Building an Electronic Human Brain
A former Weizmann Institute scientist seeks to create an electronic human brain with cognitive abilities to provide insight into the most powerful ‘computer’ in existence.
We already have mechanical and computerized devices that can stand in for human limbs and organs. Now Prof. Henry Markram is working on a computerized version of the human brain, down to its finest synapses. In fact, Markram, who did much of his research at Israel’s Weizmann Institute of Science, tells ISRAEL21c that if his Blue Brain Project goes well, “we anticipate that the brain model we develop will have most, if not all, human cognitive capabilities.”
Markram is currently director of the Brain and Mind Institute of the École Polytechnique in Lausanne, Switzerland. It is there where the Blue Brain Project was founded in May 2005, to study the brain’s “architectural and functional principles.”
Working with a number of international researchers, including Prof. Idan Segev of the Hebrew University of Jerusalem, the project aims to “reverse engineer” the workings of the brain – beginning with the brains of small mammals, said Markram, and culminating in the human brain, a goal that he hopes to achieve by the close of the decade.
Scientists have long known that the brain functions like a mass of small computers, with neurons gathering and transmitting electrochemical signals concerning muscle actions, thoughts, reactions, etc.
The 100 billion or so neurons in the human brain behave like a supercomputer, controlling the overall structure of the body. Upon realizing this, Markram said, he began to analyze and map the structure and relationships among neurons (neocortical microcircuitry), the better to understand how things can go askew in the mind.
“I realized already in the early 1990s that if we ever want to understand the brain and its diseases, we will need to develop a functional computer model of a working brain,” said Markram. Once built, the computer model – which should be able to almost exactly mimic the activity of a human brain – could be used for basic brain research, for analysis and treatment of brain diseases, and development of new pharmaceutical treatments for brain diseases.

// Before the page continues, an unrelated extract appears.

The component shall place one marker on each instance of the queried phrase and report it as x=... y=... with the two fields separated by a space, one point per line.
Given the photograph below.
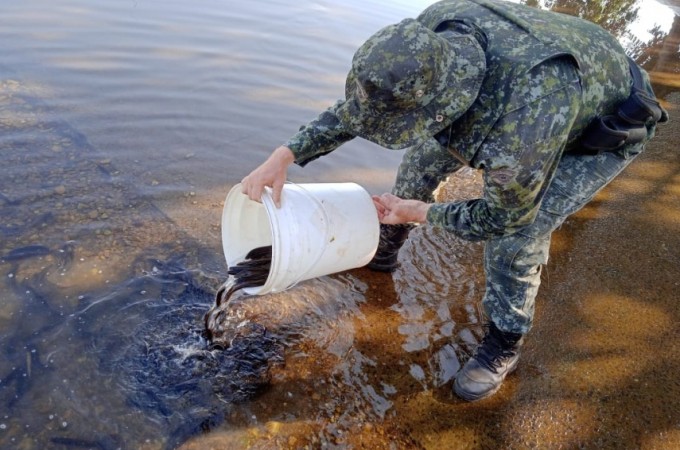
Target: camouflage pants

Much of the basic research for Blue Brain was carried out at the Weizmann Institute, Markram tells ISRAEL21c. “I carried out almost all the biological studies on the neocortical microcircuitry at Weizmann when I worked there between 1995 and 2002. This data represents the most comprehensive set of any neural circuit in the world, and provided the blueprints to build the first prototype model of a rat’s neocortical column [a project completed in December 2006] ,” he said
Markram joined the Weizmann Institute after coming on aliya from South Africa in 1988 and serving in the IDF in 1990. “I came on a Karyn Kupcinet Fellowship program from South Africa. I was so excited by what Weizmann had to offer that I stopped my studies in South Africa and moved to Israel,” says Markram, who met his first wife in Israel, where they had three children.

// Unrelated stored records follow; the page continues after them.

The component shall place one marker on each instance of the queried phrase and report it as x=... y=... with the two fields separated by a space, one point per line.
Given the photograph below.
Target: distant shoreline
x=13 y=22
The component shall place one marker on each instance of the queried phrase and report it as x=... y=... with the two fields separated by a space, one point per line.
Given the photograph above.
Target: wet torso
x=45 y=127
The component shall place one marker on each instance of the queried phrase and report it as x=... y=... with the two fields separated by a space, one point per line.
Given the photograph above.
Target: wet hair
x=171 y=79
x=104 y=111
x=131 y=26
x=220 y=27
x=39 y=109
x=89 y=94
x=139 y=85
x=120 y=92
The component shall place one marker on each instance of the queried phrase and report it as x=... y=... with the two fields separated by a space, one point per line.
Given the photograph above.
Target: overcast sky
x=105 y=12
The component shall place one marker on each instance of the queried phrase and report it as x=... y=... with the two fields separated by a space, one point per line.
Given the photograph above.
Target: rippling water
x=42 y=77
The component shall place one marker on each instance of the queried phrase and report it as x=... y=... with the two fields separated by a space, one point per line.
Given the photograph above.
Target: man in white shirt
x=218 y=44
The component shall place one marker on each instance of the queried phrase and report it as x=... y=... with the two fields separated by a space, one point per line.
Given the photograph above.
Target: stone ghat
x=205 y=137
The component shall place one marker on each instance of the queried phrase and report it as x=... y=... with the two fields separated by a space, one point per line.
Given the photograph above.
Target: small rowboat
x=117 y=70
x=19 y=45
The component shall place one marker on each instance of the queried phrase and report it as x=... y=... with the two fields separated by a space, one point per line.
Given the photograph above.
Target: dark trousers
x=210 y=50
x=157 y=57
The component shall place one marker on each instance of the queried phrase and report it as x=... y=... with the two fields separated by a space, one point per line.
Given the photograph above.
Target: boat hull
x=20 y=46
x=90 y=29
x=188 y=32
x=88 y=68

It was his early research at Weizmann that convinced Markram that it was possible to build a model of the human brain: “Science is becoming industrialized, allowing one to screen the brain at all levels at a much faster rate than was ever before possible. For example, we can generate more data in a few months today than in the entire 20th century. So it will become much easier to reverse engineer the composition and function of the elements of the brain.”

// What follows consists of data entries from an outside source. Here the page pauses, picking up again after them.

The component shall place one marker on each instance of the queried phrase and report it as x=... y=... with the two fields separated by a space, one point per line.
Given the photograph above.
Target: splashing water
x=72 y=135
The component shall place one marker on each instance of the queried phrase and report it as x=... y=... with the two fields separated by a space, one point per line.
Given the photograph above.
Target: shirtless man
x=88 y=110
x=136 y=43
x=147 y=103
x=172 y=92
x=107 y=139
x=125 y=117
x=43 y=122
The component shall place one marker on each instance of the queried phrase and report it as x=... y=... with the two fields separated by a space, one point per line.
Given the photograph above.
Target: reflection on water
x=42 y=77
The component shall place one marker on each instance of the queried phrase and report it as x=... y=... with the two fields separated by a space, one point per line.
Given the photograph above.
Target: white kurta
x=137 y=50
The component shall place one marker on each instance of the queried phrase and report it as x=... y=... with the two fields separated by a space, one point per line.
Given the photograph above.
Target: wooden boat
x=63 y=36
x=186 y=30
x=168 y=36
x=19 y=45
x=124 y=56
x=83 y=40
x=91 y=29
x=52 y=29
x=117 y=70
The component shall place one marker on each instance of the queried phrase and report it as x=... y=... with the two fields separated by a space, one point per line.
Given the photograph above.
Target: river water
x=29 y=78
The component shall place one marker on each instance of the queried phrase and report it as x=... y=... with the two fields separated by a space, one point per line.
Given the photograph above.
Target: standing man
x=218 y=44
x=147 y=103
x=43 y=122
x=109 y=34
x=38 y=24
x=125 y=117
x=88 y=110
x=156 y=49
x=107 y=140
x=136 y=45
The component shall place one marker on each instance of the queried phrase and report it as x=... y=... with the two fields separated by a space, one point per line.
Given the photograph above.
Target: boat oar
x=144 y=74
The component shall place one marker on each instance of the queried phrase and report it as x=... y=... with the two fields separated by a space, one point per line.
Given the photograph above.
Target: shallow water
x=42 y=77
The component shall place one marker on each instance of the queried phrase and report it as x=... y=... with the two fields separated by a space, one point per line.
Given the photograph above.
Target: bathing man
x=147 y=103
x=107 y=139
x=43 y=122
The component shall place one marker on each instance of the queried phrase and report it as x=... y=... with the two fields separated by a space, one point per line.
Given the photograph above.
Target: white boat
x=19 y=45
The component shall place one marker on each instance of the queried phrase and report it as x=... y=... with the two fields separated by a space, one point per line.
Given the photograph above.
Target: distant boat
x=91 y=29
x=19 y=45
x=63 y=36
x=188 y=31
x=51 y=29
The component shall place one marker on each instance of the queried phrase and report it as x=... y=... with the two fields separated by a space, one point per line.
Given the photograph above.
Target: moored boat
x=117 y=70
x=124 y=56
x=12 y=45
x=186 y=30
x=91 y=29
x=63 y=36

As computing power increases, scientists have more access to supercomputers that until now were available only to government and the military. As they harness that power, real-life simulations of the most complicated structures – like that of the human brain – are only a few years away.
Markram expects that “by 2018 supercomputers will have reached the power needed to accomplish our goal.” And the need is urgent: “Brain diseases cost economies and societies a great deal, so now that we have the ability, we need to do this research as soon as possible,” he asserts.
As with many other breakthrough projects in the life-sciences area, Markram’s Blue Brain project has attracted its share of criticism - on both religious/ethical grounds, as well as from other scientists. Markram isn’t too concerned about the former. “I don’t think it goes against any religion to find out how God built us and to help heal people who are suffering from diseases of the brain,” Markram said.